Description:
This is just a clarification question. Currently, docs say if you do a restore, system-user secrets need to be identical to the source cluster (at the time of backup). I can understand this requirement on full backup, because this includes the system.admin.users collection - so a full restore will overwrite the system users and if they’re different from what the operator knows, it will lose access to the cluster.
This limitation can be a bit of a challenge though if one is also required to implement regular secret rotation. We now have to keep track of the system user secret as well as which backups it corresponds to. Not impossible, but maybe annoying and easy to forget.
Two questions about this:
- Is it correct that a selective restore should work even if the system passwords differ? In the selective case, the users database should not be touched, meaning the operator would still have access.
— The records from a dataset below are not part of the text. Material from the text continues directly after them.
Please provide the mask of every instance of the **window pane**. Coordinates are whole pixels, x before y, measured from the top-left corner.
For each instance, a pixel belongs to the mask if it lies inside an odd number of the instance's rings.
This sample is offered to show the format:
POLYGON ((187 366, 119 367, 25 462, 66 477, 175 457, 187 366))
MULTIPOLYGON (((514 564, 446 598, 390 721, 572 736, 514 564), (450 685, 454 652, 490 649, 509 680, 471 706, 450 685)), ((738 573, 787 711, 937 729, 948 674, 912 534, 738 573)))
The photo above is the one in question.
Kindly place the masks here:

- In case of a full restore with different secrets, the operator would lose access and the cluster would be marked as failed. But the restore itself might be able to finish properly. I’m not too sure about that, because a classical “mongorestore” typically fails the oplog replay stage if the admin user changed during restore. But if pbm can handle that, one should be able to repair the cluster simply by replacing the system passwords with the new ones. Or is there other problems?
I’m specifically imagining the worst case where the system user secret might have been lost - in that case, option 1 would be the easiest approach to get the db back online - while option 2 might need lots of manual intervention (including bringing up mongodb in no-auth mode to be able to replace the credentials).